Parliament has had to fast-track legislation to allow Crown Prince Filip to sign all new legislation with two versions of his name when he becomes king on Sunday. The crown prince's name is written 'Filip' in Dutch, but 'Philippe' in French.

All draft legislation in Belgium has to be signed by the monarch for it to be able to pass into law.

The problem of the two signatures did not exist during King Albert's reign as his name is written in the same way in both languages.

King Filip will be able to sign the Dutch version of legislation by 'Filip' and the French texts by 'Philippe' once the legislation has completed its road through parliament, despite the fact that the crown prince is only called Philippe on his birth certificate.
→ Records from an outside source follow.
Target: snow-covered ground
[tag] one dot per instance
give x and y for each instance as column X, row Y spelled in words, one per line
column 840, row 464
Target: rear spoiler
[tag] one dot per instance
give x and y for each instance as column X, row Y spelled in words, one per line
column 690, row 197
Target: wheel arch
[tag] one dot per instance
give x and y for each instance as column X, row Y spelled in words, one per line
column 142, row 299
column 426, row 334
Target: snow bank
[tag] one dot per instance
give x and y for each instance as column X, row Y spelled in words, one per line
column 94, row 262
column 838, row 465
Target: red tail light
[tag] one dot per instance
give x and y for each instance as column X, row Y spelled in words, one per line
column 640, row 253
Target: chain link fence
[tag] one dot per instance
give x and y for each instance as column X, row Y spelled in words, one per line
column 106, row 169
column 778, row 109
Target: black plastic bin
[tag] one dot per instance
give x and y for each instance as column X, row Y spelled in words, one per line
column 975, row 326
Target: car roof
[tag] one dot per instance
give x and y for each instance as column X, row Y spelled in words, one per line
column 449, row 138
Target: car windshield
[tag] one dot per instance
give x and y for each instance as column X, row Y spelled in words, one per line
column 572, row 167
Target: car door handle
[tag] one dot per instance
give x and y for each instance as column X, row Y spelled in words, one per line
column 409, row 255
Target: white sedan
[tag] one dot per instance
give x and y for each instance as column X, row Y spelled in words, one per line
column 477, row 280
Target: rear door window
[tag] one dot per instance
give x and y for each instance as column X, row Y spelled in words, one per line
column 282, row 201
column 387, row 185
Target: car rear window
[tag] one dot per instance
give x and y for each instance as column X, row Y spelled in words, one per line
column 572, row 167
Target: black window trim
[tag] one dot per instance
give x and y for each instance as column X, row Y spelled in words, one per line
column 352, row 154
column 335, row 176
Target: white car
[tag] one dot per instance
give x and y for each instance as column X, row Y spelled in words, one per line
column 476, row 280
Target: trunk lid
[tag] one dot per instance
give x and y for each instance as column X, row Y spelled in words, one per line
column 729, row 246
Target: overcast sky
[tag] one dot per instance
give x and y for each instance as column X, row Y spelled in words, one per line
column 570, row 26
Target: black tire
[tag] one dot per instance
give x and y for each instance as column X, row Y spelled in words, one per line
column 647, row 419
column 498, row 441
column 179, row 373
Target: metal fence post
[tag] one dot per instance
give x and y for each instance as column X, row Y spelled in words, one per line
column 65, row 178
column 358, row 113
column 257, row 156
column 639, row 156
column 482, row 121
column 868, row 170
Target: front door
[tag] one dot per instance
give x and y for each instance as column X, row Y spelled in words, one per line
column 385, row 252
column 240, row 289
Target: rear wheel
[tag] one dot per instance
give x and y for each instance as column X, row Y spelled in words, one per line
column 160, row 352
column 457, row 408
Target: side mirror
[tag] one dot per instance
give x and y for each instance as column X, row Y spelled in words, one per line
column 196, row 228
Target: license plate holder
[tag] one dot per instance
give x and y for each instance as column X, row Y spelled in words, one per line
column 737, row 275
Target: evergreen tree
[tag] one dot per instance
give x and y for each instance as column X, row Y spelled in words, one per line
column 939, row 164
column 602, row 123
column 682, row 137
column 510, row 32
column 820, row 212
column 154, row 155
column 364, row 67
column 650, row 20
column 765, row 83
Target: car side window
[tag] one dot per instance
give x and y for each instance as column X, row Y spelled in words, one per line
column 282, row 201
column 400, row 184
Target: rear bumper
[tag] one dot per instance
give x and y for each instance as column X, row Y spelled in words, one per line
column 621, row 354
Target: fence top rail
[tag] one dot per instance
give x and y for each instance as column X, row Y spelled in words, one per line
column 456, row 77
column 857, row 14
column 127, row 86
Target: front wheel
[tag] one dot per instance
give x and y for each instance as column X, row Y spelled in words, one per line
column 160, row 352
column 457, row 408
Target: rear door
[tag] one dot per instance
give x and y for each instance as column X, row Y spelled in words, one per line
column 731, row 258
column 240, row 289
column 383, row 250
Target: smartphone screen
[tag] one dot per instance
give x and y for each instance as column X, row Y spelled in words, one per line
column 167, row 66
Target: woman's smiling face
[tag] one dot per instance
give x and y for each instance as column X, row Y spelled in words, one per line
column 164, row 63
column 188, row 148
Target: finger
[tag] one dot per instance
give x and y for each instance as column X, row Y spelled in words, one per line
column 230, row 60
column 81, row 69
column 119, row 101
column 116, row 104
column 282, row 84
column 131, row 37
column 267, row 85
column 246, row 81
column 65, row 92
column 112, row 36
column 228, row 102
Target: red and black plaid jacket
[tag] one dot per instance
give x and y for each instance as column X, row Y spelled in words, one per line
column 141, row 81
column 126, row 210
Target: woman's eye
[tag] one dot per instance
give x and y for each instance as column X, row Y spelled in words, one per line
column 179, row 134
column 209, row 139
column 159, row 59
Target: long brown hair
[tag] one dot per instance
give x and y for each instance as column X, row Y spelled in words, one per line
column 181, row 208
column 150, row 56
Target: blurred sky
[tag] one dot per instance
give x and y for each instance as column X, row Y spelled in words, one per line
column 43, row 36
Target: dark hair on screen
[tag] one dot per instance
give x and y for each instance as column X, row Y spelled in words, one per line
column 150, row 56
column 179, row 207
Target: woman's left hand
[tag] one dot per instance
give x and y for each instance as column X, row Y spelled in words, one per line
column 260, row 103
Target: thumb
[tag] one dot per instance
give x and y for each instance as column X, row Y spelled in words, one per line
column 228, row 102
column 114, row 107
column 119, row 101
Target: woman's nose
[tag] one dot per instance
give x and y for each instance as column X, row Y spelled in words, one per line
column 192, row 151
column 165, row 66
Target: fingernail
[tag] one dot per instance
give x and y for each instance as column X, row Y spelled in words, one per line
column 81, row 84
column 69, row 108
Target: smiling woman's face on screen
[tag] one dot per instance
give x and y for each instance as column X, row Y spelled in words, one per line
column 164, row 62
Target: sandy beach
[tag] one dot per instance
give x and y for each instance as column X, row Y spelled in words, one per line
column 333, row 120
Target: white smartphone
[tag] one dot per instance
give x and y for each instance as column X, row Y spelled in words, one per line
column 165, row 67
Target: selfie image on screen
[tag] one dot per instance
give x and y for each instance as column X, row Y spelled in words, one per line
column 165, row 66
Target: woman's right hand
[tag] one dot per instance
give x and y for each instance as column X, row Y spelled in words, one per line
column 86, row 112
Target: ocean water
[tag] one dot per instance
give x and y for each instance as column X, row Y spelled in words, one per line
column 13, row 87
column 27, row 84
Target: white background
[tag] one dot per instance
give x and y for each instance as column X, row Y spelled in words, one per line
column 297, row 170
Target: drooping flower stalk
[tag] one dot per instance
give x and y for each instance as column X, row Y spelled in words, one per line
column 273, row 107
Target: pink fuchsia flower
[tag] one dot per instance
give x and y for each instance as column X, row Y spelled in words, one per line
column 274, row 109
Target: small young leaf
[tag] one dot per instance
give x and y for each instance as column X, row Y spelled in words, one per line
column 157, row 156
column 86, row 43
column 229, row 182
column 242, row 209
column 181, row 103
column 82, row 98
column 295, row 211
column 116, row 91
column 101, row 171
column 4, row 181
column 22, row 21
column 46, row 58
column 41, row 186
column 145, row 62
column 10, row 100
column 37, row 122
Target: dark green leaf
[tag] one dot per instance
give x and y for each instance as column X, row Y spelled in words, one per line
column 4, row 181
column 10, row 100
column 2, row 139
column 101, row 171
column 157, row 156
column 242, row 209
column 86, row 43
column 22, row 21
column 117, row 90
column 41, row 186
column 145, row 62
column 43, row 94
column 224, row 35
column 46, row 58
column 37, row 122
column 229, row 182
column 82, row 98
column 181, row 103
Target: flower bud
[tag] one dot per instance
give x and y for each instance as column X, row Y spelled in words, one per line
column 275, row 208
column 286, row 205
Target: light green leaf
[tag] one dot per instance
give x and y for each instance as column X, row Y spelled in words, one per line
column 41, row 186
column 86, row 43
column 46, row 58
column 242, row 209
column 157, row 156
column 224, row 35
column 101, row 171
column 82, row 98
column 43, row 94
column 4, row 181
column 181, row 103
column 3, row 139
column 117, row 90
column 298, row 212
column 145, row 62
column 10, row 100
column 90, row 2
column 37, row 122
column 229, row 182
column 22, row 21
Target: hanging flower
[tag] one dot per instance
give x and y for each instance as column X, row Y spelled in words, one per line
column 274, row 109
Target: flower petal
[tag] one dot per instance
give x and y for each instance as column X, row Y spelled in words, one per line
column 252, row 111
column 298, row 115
The far right Vlaams Belang party was the only group to oppose the legislation. Gerolf Annemans told lawmakers that this was the first of a series of performances of amateur theatre that would be performed in coming days.

The Flemish nationalist N-VA tabled an amendment that if adopted would have allowed the new monarch to put an electronic signature under Belgian legislation. N-VA's Kristien Van Vaerenbergh: "Last year it cost 60,000 euros to allow documents to travel after King Albert to countries including France, Italy and Croatia."

Justice Minister Turtelboom said that the matter would be examined, but she objected to the fast-track procedure being used in this instance. The amendement was thrown out.